Lo stesso articolo 75 della Costituzione, al comma 24, prevede: “ … approvare trattati di integrazione che deleghino competenze e giurisdizione a organizzazioni sovrastatali in condizione di reciprocità e uguaglianza, e che rispettino l’ordine democratico e i diritti umani. Le norme da esse adottate hanno rango superiore a quello delle leggi. L’approvazione di questi trattati con gli Stati dell’America Latina richiederà la maggioranza assoluta dei membri di ogni Camera. Nel caso di trattati stipulati con altri Stati, il Congresso nazionale, con la maggioranza assoluta dei membri presenti in ogni Camera, dichiarerà l’opportunità di concludere il trattato che potrà essere approvato solo con la maggioranza assoluta di tutti i componenti di ogni camera, decorso il termine di 120 giorni dalla suddetta dichiarazione. La denuncia di tali trattati, esigerà la previa approvazione della maggioranza assoluta dei componenti di ogni Camera ”.
La Costituzione argentina riconosce rango costituzionale ai trattati internazionali di integrazione, sebbene li distingua chiaramente dai trattati sui diritti umani, oltre a prevedere certi requisiti per la loro approvazione e trattamento.
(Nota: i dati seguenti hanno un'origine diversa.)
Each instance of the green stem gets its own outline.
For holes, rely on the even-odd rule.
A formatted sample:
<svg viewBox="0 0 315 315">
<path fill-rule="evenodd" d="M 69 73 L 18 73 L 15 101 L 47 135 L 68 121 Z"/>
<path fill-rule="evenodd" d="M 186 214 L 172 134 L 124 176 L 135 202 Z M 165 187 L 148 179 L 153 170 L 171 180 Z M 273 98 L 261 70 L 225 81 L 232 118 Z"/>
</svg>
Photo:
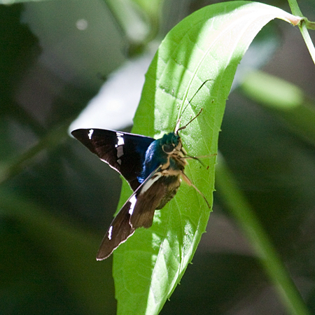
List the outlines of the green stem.
<svg viewBox="0 0 315 315">
<path fill-rule="evenodd" d="M 32 159 L 43 150 L 50 150 L 60 144 L 62 139 L 67 136 L 69 121 L 66 120 L 62 125 L 52 129 L 34 146 L 20 155 L 13 158 L 4 165 L 1 165 L 0 168 L 0 184 L 22 172 L 31 163 Z"/>
<path fill-rule="evenodd" d="M 304 16 L 300 10 L 299 6 L 296 0 L 288 0 L 288 4 L 290 6 L 290 8 L 291 9 L 292 14 L 293 15 L 298 16 Z M 309 51 L 309 54 L 311 55 L 312 59 L 313 59 L 314 63 L 315 64 L 315 48 L 314 47 L 313 43 L 312 42 L 311 37 L 309 36 L 309 34 L 307 31 L 307 27 L 314 29 L 314 23 L 309 22 L 307 18 L 304 18 L 301 20 L 299 24 L 300 31 L 302 34 L 302 36 L 305 41 L 307 49 Z"/>
<path fill-rule="evenodd" d="M 284 304 L 294 315 L 309 315 L 290 275 L 222 157 L 216 167 L 216 184 L 229 210 L 237 218 Z"/>
</svg>

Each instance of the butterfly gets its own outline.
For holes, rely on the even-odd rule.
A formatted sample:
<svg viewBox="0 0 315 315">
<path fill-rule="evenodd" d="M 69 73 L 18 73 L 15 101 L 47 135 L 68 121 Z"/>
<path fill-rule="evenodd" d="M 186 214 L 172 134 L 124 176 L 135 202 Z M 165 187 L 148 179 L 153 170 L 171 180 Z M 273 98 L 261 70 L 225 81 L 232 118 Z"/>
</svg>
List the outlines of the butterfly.
<svg viewBox="0 0 315 315">
<path fill-rule="evenodd" d="M 97 254 L 97 260 L 109 257 L 139 227 L 150 227 L 156 209 L 163 208 L 177 192 L 181 177 L 192 186 L 210 206 L 204 195 L 184 172 L 190 156 L 178 132 L 186 125 L 155 139 L 148 136 L 102 129 L 78 129 L 71 134 L 119 172 L 134 192 L 111 222 Z"/>
</svg>

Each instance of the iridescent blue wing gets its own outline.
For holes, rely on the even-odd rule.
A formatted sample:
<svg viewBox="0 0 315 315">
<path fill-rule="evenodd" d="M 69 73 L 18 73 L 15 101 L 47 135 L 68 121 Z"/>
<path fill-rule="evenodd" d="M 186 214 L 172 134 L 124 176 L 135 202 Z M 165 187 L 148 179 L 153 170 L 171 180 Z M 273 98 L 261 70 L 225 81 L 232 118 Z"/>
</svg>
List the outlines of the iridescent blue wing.
<svg viewBox="0 0 315 315">
<path fill-rule="evenodd" d="M 140 186 L 146 151 L 154 139 L 102 129 L 78 129 L 71 134 L 120 173 L 134 191 Z"/>
</svg>

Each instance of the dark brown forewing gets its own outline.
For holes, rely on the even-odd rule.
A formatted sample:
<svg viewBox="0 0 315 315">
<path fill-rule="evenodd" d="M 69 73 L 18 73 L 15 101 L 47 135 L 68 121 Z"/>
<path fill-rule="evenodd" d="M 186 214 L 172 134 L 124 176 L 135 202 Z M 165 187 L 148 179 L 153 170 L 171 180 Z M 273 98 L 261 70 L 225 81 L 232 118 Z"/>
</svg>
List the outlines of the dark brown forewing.
<svg viewBox="0 0 315 315">
<path fill-rule="evenodd" d="M 150 182 L 153 183 L 150 186 Z M 150 227 L 153 221 L 154 212 L 162 209 L 176 193 L 181 183 L 178 176 L 162 176 L 155 181 L 154 174 L 146 181 L 146 187 L 139 188 L 137 201 L 130 218 L 130 224 L 134 229 L 140 227 Z"/>
<path fill-rule="evenodd" d="M 140 186 L 146 152 L 154 139 L 102 129 L 78 129 L 72 135 L 120 173 L 134 191 Z"/>
</svg>

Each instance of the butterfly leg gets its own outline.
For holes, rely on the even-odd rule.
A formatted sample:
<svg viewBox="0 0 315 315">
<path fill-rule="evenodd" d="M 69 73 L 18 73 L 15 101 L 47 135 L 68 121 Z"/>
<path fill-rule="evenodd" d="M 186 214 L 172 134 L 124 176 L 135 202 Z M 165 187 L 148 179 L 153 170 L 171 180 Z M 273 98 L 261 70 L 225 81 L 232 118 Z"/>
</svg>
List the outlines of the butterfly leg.
<svg viewBox="0 0 315 315">
<path fill-rule="evenodd" d="M 183 178 L 183 179 L 190 186 L 193 187 L 196 191 L 204 199 L 204 201 L 206 202 L 206 205 L 208 206 L 209 209 L 211 209 L 210 204 L 208 202 L 208 200 L 204 197 L 204 195 L 192 183 L 192 182 L 189 179 L 188 176 L 182 171 L 181 172 L 181 175 Z"/>
</svg>

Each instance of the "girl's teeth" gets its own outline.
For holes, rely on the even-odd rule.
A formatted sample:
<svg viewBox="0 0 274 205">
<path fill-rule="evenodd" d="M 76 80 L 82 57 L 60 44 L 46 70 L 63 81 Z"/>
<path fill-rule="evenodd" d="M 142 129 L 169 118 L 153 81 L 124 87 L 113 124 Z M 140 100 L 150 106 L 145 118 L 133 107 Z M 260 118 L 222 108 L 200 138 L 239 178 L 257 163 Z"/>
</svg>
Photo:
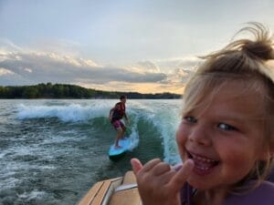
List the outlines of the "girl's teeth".
<svg viewBox="0 0 274 205">
<path fill-rule="evenodd" d="M 208 162 L 208 163 L 213 163 L 216 162 L 216 160 L 210 159 L 206 159 L 206 158 L 202 158 L 196 155 L 192 154 L 193 158 L 195 159 L 200 160 L 200 161 L 205 161 L 205 162 Z"/>
</svg>

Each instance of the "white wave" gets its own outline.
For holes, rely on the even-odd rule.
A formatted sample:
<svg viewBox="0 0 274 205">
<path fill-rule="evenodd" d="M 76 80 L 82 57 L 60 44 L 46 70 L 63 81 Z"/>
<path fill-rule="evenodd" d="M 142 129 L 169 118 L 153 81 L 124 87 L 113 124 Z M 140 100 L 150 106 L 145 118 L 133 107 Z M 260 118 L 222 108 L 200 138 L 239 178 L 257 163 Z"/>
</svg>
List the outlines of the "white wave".
<svg viewBox="0 0 274 205">
<path fill-rule="evenodd" d="M 24 192 L 23 194 L 17 195 L 21 200 L 31 200 L 34 199 L 42 200 L 47 195 L 46 191 L 39 191 L 39 190 L 32 190 L 29 193 Z"/>
<path fill-rule="evenodd" d="M 17 118 L 58 118 L 65 122 L 77 122 L 100 117 L 107 117 L 109 107 L 100 105 L 90 107 L 81 106 L 79 104 L 67 106 L 26 106 L 21 104 L 18 107 Z"/>
</svg>

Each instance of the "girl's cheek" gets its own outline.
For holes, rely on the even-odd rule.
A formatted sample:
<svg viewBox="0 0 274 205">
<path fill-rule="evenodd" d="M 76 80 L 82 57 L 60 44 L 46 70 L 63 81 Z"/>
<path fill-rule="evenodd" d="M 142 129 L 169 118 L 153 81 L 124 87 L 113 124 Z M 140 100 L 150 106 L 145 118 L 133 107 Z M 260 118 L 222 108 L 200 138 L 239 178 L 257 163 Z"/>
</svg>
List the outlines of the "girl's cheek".
<svg viewBox="0 0 274 205">
<path fill-rule="evenodd" d="M 184 146 L 186 140 L 186 132 L 184 126 L 181 124 L 176 131 L 176 142 L 178 147 Z"/>
</svg>

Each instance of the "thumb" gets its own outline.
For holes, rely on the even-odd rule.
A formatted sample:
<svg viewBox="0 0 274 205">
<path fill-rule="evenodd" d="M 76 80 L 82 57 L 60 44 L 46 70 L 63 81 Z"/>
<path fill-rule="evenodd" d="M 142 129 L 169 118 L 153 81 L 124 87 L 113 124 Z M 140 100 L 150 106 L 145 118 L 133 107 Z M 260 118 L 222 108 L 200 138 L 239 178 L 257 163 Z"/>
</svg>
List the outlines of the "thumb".
<svg viewBox="0 0 274 205">
<path fill-rule="evenodd" d="M 131 164 L 135 175 L 142 169 L 142 164 L 137 158 L 132 159 Z"/>
<path fill-rule="evenodd" d="M 173 186 L 174 190 L 180 190 L 182 188 L 182 184 L 184 184 L 187 178 L 193 171 L 195 163 L 192 159 L 187 159 L 184 162 L 182 168 L 177 171 L 174 177 L 170 180 L 170 185 Z"/>
</svg>

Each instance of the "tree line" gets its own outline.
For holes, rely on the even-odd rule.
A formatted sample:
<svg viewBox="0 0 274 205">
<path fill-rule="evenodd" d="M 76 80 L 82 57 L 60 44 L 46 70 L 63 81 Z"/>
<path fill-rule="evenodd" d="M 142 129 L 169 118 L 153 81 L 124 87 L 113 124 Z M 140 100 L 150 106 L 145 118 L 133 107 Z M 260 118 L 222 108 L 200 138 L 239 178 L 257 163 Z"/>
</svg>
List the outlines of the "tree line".
<svg viewBox="0 0 274 205">
<path fill-rule="evenodd" d="M 180 98 L 173 93 L 142 94 L 138 92 L 102 91 L 68 84 L 41 83 L 34 86 L 0 86 L 0 98 Z"/>
</svg>

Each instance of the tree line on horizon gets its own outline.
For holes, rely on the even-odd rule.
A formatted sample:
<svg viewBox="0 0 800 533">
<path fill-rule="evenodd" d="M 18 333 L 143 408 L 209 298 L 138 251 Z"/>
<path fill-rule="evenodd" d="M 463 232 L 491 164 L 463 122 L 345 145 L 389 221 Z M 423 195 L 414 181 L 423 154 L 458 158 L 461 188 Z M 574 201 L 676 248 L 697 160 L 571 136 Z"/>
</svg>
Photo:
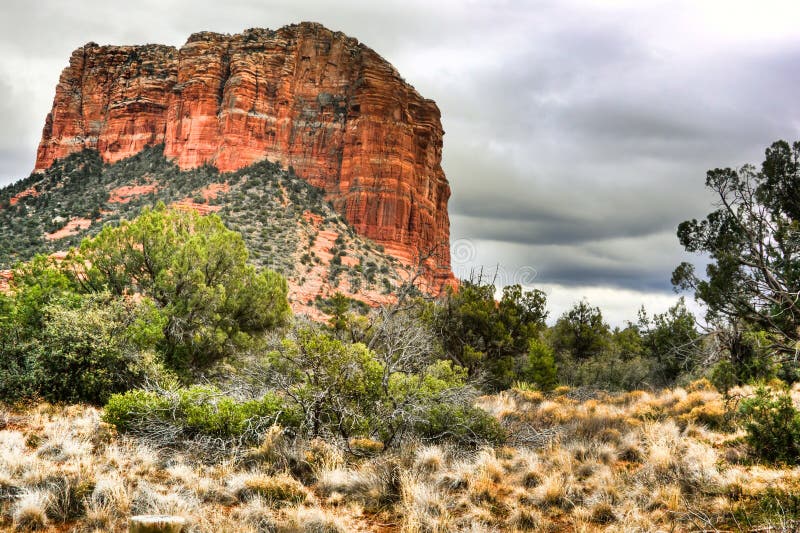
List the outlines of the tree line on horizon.
<svg viewBox="0 0 800 533">
<path fill-rule="evenodd" d="M 286 281 L 250 265 L 242 236 L 216 215 L 145 209 L 65 260 L 17 266 L 0 294 L 0 400 L 107 405 L 110 422 L 143 434 L 170 423 L 186 438 L 247 440 L 280 424 L 390 447 L 501 442 L 474 399 L 512 387 L 793 383 L 798 161 L 800 143 L 779 141 L 760 170 L 708 172 L 716 210 L 678 228 L 687 251 L 710 258 L 706 274 L 684 263 L 672 279 L 706 305 L 704 329 L 682 299 L 617 328 L 582 300 L 548 327 L 542 291 L 512 285 L 497 300 L 481 278 L 438 298 L 400 288 L 376 310 L 336 294 L 329 322 L 312 323 L 291 316 Z"/>
</svg>

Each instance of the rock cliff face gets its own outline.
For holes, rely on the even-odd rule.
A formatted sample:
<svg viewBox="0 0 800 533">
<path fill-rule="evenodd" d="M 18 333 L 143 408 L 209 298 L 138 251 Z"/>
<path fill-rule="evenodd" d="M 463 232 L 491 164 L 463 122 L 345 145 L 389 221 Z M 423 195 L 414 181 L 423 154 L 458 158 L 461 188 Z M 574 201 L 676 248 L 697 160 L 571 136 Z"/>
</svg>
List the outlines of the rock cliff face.
<svg viewBox="0 0 800 533">
<path fill-rule="evenodd" d="M 164 144 L 181 168 L 269 159 L 324 188 L 355 229 L 449 280 L 450 188 L 436 104 L 370 48 L 319 24 L 197 33 L 180 49 L 98 46 L 64 69 L 36 169 L 83 148 L 109 162 Z"/>
</svg>

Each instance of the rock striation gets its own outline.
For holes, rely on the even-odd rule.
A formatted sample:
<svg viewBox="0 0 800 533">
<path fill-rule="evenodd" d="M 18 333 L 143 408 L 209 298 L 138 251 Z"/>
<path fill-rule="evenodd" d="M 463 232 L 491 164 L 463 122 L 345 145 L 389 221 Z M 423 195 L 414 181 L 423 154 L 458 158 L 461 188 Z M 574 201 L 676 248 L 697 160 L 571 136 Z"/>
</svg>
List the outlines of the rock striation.
<svg viewBox="0 0 800 533">
<path fill-rule="evenodd" d="M 440 112 L 376 52 L 302 23 L 192 35 L 170 46 L 76 50 L 36 169 L 84 148 L 108 162 L 164 144 L 181 168 L 269 159 L 323 188 L 360 234 L 405 262 L 435 250 L 452 279 Z"/>
</svg>

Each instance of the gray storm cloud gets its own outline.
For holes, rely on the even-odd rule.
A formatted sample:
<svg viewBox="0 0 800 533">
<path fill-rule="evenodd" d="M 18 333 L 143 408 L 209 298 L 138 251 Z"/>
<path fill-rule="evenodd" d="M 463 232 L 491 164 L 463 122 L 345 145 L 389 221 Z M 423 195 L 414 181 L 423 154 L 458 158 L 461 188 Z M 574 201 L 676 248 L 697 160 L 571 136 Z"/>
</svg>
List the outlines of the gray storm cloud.
<svg viewBox="0 0 800 533">
<path fill-rule="evenodd" d="M 670 294 L 670 272 L 687 258 L 675 228 L 710 208 L 705 171 L 758 163 L 772 141 L 800 137 L 800 35 L 791 22 L 800 8 L 786 2 L 11 0 L 3 8 L 0 185 L 30 172 L 60 70 L 83 43 L 179 46 L 199 30 L 315 20 L 374 48 L 439 104 L 452 238 L 475 247 L 458 273 L 535 267 L 536 283 L 575 287 L 576 300 L 580 291 L 604 298 L 613 293 L 600 288 L 626 289 L 630 316 L 636 294 Z"/>
</svg>

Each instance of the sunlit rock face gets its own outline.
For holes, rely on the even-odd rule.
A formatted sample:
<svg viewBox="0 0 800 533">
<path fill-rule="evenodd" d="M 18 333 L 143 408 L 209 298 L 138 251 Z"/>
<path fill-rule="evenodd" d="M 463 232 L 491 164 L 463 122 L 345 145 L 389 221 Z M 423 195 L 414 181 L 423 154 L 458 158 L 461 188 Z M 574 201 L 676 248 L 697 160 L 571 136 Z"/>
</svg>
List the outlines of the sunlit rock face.
<svg viewBox="0 0 800 533">
<path fill-rule="evenodd" d="M 356 231 L 452 278 L 450 187 L 436 104 L 370 48 L 319 24 L 197 33 L 170 46 L 73 52 L 36 169 L 83 148 L 109 162 L 164 144 L 181 168 L 263 159 L 324 188 Z"/>
</svg>

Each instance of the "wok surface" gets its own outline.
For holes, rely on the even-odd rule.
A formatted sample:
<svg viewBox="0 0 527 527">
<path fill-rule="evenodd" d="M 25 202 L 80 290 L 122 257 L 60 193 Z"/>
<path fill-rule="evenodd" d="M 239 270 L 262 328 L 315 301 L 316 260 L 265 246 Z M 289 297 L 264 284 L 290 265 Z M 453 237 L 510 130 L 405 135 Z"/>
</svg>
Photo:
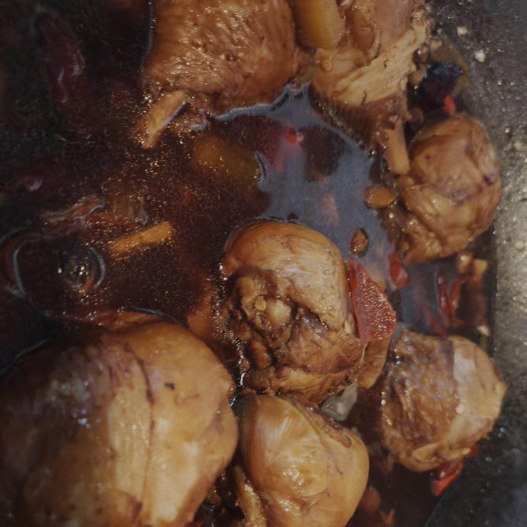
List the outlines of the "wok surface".
<svg viewBox="0 0 527 527">
<path fill-rule="evenodd" d="M 12 2 L 0 0 L 0 7 L 8 6 L 12 13 Z M 15 3 L 21 13 L 33 5 L 32 0 Z M 503 163 L 503 198 L 492 239 L 496 287 L 490 349 L 509 388 L 501 416 L 480 454 L 466 463 L 431 516 L 429 501 L 419 508 L 420 500 L 409 500 L 403 524 L 522 527 L 527 517 L 527 3 L 432 3 L 438 25 L 471 66 L 464 105 L 487 128 Z M 80 12 L 89 2 L 78 4 Z M 460 26 L 466 35 L 457 36 Z M 481 64 L 474 58 L 480 50 L 486 54 Z"/>
<path fill-rule="evenodd" d="M 496 287 L 490 350 L 508 388 L 490 440 L 466 463 L 426 525 L 520 527 L 527 517 L 527 3 L 441 4 L 434 8 L 436 20 L 471 66 L 464 102 L 485 123 L 503 165 L 492 241 Z M 460 26 L 468 33 L 458 37 Z M 474 57 L 480 50 L 486 55 L 481 64 Z"/>
</svg>

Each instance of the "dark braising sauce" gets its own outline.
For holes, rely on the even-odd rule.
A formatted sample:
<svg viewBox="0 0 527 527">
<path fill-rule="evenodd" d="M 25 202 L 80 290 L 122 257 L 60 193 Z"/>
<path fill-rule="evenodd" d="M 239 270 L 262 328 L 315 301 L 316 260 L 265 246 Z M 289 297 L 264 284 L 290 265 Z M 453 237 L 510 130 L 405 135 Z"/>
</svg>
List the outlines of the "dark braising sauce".
<svg viewBox="0 0 527 527">
<path fill-rule="evenodd" d="M 25 19 L 6 45 L 11 80 L 2 108 L 0 368 L 41 343 L 50 321 L 103 323 L 135 308 L 184 323 L 230 234 L 257 218 L 312 227 L 345 259 L 363 229 L 368 247 L 357 257 L 386 288 L 398 319 L 417 331 L 446 330 L 445 291 L 457 278 L 455 262 L 409 266 L 408 285 L 396 291 L 395 249 L 364 199 L 380 181 L 383 162 L 325 120 L 308 86 L 286 88 L 271 104 L 233 111 L 185 136 L 169 130 L 145 150 L 130 138 L 142 102 L 141 46 L 127 40 L 144 37 L 144 24 L 115 33 L 109 18 L 92 35 L 73 19 L 83 39 L 77 49 L 60 16 Z M 20 43 L 28 32 L 37 50 L 28 55 Z M 8 36 L 3 30 L 4 44 Z M 49 76 L 81 48 L 81 73 L 57 95 Z M 171 226 L 170 241 L 111 253 L 113 240 L 162 222 Z M 484 323 L 484 305 L 480 310 L 473 326 Z M 427 476 L 398 470 L 396 477 L 396 485 L 376 481 L 388 508 L 403 493 L 413 493 L 414 509 L 416 494 L 432 501 Z"/>
</svg>

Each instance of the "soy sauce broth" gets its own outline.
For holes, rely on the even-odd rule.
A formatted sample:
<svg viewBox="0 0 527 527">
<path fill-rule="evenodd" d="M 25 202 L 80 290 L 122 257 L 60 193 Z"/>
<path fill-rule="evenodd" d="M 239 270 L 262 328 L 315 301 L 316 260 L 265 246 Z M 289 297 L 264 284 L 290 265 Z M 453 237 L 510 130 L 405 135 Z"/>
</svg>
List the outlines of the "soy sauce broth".
<svg viewBox="0 0 527 527">
<path fill-rule="evenodd" d="M 270 104 L 233 110 L 190 134 L 169 130 L 145 150 L 130 130 L 143 102 L 148 14 L 120 19 L 95 2 L 82 12 L 73 1 L 45 5 L 49 9 L 38 13 L 12 7 L 0 24 L 6 50 L 0 368 L 45 340 L 50 325 L 103 323 L 123 308 L 184 324 L 216 276 L 229 236 L 258 219 L 315 229 L 345 258 L 353 233 L 363 229 L 368 248 L 358 257 L 386 288 L 398 319 L 422 332 L 448 330 L 440 284 L 448 288 L 457 279 L 454 259 L 408 266 L 408 285 L 396 289 L 395 248 L 364 200 L 381 180 L 382 157 L 325 119 L 309 86 L 286 87 Z M 66 28 L 52 32 L 63 39 L 58 48 L 78 46 L 85 61 L 82 94 L 68 92 L 65 106 L 51 96 L 42 67 L 45 59 L 60 66 L 35 22 L 50 13 Z M 53 220 L 80 203 L 88 211 L 79 221 Z M 125 256 L 110 253 L 112 240 L 163 221 L 173 229 L 170 241 Z M 458 330 L 477 335 L 470 327 Z M 427 477 L 398 469 L 381 478 L 383 499 L 397 507 L 400 522 L 411 517 L 418 523 L 429 513 L 434 500 Z"/>
</svg>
La Costituzione stabilisce, in primo luogo, che si tratti di un trattato di integrazione, considerando tali quelli che implicano la delega o il trasferimento di alcune funzioni promananti dalla propria sovranità statale a organizzazioni sovranazionali o intergovernative; in secondo luogo, che si assicuri il rispetto dell’ordine democratico e dei diritti umani, manifestando in questo modo un importante passo in avanti a favore della stabilità politica nei paesi della regione, e diventando garanti e difensori dell’ordine democratico e repubblicano dei soci attuali e futuri del Mercosur (o di altro schema comunitario); in terzo luogo, che i trattati assicurino condizioni di reciprocità e uguaglianza, garantendo l’equilibrio tra gli Stati parte del processo di integrazione. Un quarto aspetto di evidente risalto è la preferenza accordata all’integrazione con Paesi dell’America Latina, mettendo in luce la priorità che l’Argentina riconosce ai paesi della regione, in funzione dei vincoli storici, politici e culturali, senza che ciò implichi né il disconoscimento né una posizione contraria ad altre prospettive di integrazione, come risulta dal dialogo politico tra il Mercosur e l’Unione europea che si viene sviluppando dal 1995, quando a Madrid si firmò l’Accordo quadro di cooperazione interregionale tra UE e Mercosur.
La previsione di tali questioni nella Costituzione costituisce un progresso che non deve fermarsi. Il rango riconosciuto ai trattati internazionali nella gerarchia delle fonti e la possibilità di adottare meccanismi di integrazione previsti nello stesso testo costituzionale ci fanno pensare di stare sul giusto cammino, senza con ciò voler porre fine a un continuo dibattito.